内容証明郵便について6
これまで、過去5回にわたり内容証明郵便について記載してまいりました。内容証明郵便で想定される問題として、受取を拒否された場合と、不在により配達できなかった場合との2種類のケースにおける対応について説明いたしました。
今回は、最近実際に弊社で起きた内容証明郵便に関する問題を、第三のケースとしてご紹介致します。
先日弊社が発送した内容証明郵便が「あて所に尋ねあたりません」という赤いゴム印が押され郵便局から戻されてしまいました。
受取人は法人の代表者で、会社は以前頂いた名刺の住所宛に送付致しました。尚。その会社には一度伺ったことがあるので記載住所に実在することは確認済でした。ところが、「あて所に尋ねあたりません」との理由で返送されてきたものですから、郵便局が何か事情を知っているのではないかと思い問い合わせをすると。郵便物をお持ちしたが、「そのような人物は在籍していない」との理由で受け付けていただけなかったとのことでした。
奇妙な話だと思い、その会社宛に電話で確認したところ、「登記簿に記載されている代表者は、当社とは関係の無い人物です。」との回答でした。代表者が変わったのかと尋ねると、「変わっていません」との返事で、では書類は誰に送れば良いのかと尋ねると、「代表者宛で良いが、こちらに送って頂いても受け取れない」との返事で、それ以上詳しい話をお聞きすることもできず電話を切られてしまいました。
事情は分かりませんが、弊社も通知した事実を証拠として残す必要があった為、方法として法人登記簿記載の代表者自宅住所宛に内容証明郵便を送付致しました。
結果、今回は無事届き郵便局から「配達証明書」を得ることができました。

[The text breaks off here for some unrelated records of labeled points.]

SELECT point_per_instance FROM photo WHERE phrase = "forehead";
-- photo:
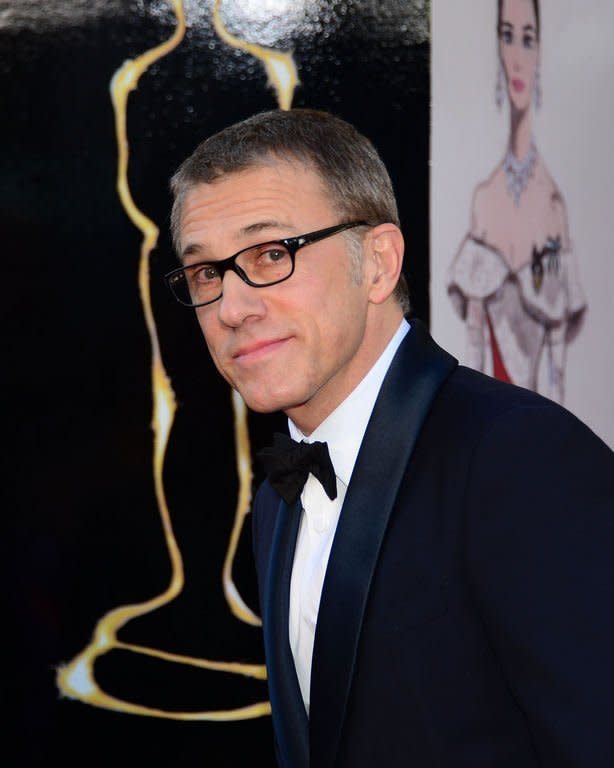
(281, 194)
(518, 12)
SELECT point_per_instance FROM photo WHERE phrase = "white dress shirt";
(343, 430)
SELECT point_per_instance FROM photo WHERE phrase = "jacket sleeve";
(540, 544)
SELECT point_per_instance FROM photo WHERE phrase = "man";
(446, 596)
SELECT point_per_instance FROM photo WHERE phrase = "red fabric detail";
(499, 370)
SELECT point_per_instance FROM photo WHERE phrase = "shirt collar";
(344, 428)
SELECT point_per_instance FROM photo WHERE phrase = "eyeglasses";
(257, 265)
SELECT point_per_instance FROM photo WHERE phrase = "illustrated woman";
(514, 279)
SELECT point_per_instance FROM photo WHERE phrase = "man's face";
(299, 346)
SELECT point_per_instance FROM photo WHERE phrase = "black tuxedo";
(467, 614)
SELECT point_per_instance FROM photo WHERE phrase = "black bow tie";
(288, 464)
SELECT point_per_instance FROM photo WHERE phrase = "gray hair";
(353, 174)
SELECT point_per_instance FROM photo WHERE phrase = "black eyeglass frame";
(292, 245)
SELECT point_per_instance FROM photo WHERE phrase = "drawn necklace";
(518, 172)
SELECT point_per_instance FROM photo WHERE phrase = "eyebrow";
(259, 226)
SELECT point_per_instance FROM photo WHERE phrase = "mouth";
(258, 349)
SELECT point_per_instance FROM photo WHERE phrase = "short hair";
(353, 174)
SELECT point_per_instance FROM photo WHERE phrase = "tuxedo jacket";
(467, 612)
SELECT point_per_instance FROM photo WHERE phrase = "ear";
(385, 260)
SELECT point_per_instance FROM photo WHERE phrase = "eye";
(205, 273)
(528, 41)
(273, 255)
(506, 36)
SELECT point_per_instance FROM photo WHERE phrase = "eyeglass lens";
(264, 264)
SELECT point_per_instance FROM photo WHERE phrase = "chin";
(269, 402)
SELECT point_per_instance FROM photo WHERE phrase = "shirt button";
(320, 522)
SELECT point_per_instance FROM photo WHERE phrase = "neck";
(521, 132)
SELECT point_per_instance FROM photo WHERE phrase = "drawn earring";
(537, 90)
(500, 86)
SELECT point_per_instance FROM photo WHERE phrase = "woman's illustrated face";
(519, 50)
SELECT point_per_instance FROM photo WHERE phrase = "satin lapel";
(416, 373)
(289, 716)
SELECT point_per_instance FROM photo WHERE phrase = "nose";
(239, 301)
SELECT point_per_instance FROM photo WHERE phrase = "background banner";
(529, 267)
(132, 633)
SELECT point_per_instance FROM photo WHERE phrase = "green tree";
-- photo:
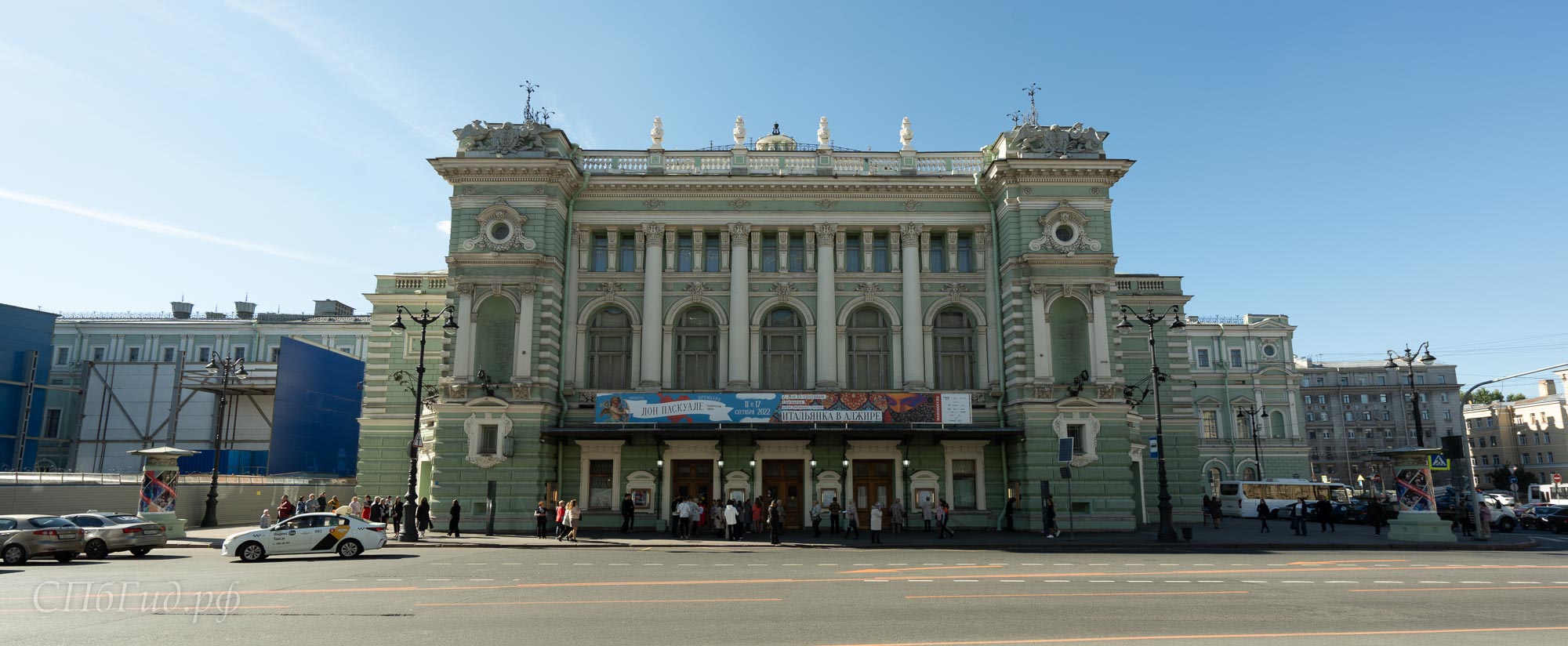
(1500, 479)
(1484, 397)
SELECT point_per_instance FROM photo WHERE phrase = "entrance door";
(873, 485)
(692, 479)
(782, 479)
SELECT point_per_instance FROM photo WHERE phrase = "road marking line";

しかし、仮にここでも受け取って頂けなかった場合は、書籍に記しました通り、レターパックライトや、特定記録郵便といった自宅ポストまで確実に配達してくれる郵便手段を取りましょう。そしてその際は、郵便局ホームページにある郵便追跡サービスで相手方自宅ポストに届いたことを確認して、そのページを印刷しておくと良いでしょう。因みに追跡記録の保管期間は100日ですので、早めに印刷しておおいてください。